At the end of last year, the health insurance fund suffered a deficit of NT$28 billion, a financial gap that would widen to NT$60 billion by the end of this year if the bureau does not do something about it, Bureau of National Health Insurance chief executive officer Chu Tzer-ming (朱澤民) said.
The bureau had hoped to increase the fund’s revenue by NT$44.4 billion per year under the proposed plan, which has been met with widespread criticism because of the global economic climate.
Yeh told a press conference yesterday that the plan would not come into effect this year, as it was “bad timing” to talk about financing the fund with increased premiums while individuals and businesses are all feeling the pressure from the global economic downturn.
“Maybe by the latter half of this year the economy will improve and everyone will be in a better mood to talk about [the plan],” he said. “With the economy doing so poorly right now, everyone would object. Supplementary premiums are only one of the many ways we can fill the fund’s financial gap.”
One option would be to raise the tobacco health and welfare surcharge from the current NT$10 to NT$20 per pack of cigarettes. However, Yeh said this would only cut the fund’s deficit to NT$48 billion, which is still NT$8 billion more than his goal of NT$40 billion.
Yeh said the bureau should seek to improve the fund’s financial condition by improving the process of approving drugs for NHI coverage and actively reviewing medical institutions for NHI violations.
Critics dismissed the idea of financing the fund by raising the tobacco surcharge.
“Isn’t this telling smokers to save the fund by smoking?” said Eva Teng (滕西華), spokesperson of the National Health Insurance Civic Surveillance Alliance. “It would be impossible to put the plan into effect by the end of this year anyway.”
Teng said the department was playing word games with the public in an attempt to put the matter to rest.
Meanwhile, Yeh said the amount in NHI subsidies owed by local governments would be dealt with as per the Regulations for Allotment of Centrally Funded Tax Revenues (中央統籌分配稅款管理辦法).

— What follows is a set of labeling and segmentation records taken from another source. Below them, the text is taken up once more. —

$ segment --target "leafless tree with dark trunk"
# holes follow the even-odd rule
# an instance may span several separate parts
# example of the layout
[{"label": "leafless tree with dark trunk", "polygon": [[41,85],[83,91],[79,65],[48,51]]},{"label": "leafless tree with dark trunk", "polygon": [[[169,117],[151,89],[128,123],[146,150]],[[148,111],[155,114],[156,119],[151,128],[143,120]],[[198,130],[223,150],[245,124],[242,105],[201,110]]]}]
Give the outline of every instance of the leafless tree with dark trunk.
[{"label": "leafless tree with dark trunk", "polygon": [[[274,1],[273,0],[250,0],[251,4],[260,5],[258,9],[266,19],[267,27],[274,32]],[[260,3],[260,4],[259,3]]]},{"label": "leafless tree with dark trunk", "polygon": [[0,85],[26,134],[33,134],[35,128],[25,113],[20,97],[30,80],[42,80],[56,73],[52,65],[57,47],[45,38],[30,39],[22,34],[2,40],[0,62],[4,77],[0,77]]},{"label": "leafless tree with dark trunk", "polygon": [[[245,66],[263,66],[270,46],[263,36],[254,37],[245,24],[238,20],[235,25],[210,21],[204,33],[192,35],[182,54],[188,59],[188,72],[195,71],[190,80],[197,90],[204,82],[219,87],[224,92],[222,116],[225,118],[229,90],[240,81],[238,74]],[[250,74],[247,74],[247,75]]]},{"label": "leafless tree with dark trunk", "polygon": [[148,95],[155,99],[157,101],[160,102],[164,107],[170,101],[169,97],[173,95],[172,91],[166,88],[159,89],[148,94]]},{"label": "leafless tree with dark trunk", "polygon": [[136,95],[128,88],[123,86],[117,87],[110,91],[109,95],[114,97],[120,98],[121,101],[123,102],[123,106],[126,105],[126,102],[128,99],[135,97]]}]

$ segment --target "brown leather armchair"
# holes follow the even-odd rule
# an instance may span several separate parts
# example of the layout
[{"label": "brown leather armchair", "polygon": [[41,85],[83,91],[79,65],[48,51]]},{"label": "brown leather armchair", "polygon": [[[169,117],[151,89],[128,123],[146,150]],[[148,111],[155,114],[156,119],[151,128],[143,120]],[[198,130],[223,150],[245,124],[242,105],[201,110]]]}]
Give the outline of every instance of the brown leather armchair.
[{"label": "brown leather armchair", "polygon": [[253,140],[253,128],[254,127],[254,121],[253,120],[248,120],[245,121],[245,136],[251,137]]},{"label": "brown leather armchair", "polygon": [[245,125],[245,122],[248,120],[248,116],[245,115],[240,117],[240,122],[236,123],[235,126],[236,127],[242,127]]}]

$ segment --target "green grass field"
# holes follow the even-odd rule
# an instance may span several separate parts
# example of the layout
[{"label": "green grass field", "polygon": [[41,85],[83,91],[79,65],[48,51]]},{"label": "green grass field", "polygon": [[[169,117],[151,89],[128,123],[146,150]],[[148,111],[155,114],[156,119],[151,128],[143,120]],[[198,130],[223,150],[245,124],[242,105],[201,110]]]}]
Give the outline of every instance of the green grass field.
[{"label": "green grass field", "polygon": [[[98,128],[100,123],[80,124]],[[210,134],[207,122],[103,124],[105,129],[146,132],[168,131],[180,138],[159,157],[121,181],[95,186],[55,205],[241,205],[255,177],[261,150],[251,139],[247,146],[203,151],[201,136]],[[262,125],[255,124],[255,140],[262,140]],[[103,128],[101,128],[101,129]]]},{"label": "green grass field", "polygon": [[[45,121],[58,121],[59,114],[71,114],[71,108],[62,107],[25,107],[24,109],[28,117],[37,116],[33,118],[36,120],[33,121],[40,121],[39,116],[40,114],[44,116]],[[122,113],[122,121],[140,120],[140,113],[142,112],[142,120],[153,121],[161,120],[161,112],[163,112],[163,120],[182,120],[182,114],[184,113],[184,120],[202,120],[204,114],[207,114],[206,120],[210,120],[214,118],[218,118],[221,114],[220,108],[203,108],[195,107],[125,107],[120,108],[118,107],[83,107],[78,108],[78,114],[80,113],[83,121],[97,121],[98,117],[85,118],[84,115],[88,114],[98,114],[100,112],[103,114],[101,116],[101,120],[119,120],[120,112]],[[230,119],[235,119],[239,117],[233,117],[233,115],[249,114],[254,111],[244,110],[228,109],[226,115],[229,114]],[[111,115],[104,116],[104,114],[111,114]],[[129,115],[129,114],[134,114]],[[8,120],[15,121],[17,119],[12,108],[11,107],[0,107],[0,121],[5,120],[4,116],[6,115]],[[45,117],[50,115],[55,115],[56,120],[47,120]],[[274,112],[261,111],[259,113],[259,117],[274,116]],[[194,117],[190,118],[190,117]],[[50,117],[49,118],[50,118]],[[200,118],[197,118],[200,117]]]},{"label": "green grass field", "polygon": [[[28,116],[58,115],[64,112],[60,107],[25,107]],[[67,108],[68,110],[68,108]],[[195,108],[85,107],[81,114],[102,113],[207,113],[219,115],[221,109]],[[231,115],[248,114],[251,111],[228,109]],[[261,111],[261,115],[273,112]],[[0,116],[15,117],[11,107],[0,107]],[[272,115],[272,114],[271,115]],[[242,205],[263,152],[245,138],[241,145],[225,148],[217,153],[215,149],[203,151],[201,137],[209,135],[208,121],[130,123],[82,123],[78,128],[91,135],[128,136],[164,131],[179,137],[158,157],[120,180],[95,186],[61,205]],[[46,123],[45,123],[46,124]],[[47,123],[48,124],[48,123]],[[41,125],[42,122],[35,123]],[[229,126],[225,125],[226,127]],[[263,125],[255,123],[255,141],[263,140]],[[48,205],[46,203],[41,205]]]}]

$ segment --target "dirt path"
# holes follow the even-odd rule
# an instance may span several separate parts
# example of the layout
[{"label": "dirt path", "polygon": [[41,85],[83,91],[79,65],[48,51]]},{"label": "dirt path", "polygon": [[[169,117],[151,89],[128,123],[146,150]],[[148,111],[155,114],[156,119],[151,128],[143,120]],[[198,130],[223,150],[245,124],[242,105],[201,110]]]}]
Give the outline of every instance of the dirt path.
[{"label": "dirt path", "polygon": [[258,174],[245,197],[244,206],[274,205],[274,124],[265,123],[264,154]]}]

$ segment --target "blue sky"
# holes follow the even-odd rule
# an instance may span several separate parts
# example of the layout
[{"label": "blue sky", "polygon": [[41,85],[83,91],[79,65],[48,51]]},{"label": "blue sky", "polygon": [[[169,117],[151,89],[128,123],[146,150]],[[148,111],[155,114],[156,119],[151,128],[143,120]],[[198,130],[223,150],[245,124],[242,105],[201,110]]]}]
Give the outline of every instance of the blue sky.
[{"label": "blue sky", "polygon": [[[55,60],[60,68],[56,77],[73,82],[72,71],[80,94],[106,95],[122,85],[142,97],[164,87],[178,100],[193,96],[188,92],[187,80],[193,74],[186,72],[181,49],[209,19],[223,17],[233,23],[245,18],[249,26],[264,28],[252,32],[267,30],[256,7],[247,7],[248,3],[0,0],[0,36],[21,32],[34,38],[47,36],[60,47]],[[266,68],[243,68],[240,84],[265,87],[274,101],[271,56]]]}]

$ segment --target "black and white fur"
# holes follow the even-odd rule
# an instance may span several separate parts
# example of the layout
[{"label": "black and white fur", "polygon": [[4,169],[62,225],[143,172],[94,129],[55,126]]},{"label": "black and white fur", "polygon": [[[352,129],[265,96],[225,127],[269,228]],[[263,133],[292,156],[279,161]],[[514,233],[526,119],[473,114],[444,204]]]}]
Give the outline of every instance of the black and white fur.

“After the amendment [of the National Health Insurance Act (全民健康保險法)], the subsidy should be paid for by the central government … but the local governments will still have to pay what they already owe,” he said.
Bureau statistics showed that local governments owe subsidy debts totaling NT$53.9 billion, with Taipei City Government alone owing NT$29.1 billion.
Premier Liu Chao-shiuan (劉兆玄) yesterday urged the DOH to re-evaluate the timetable for its premium hikes.
Government Information Office Minister Su Jun-pin (蘇俊賓) said the premier had asked the DOH to reconsider its plan to collect supplementary premiums.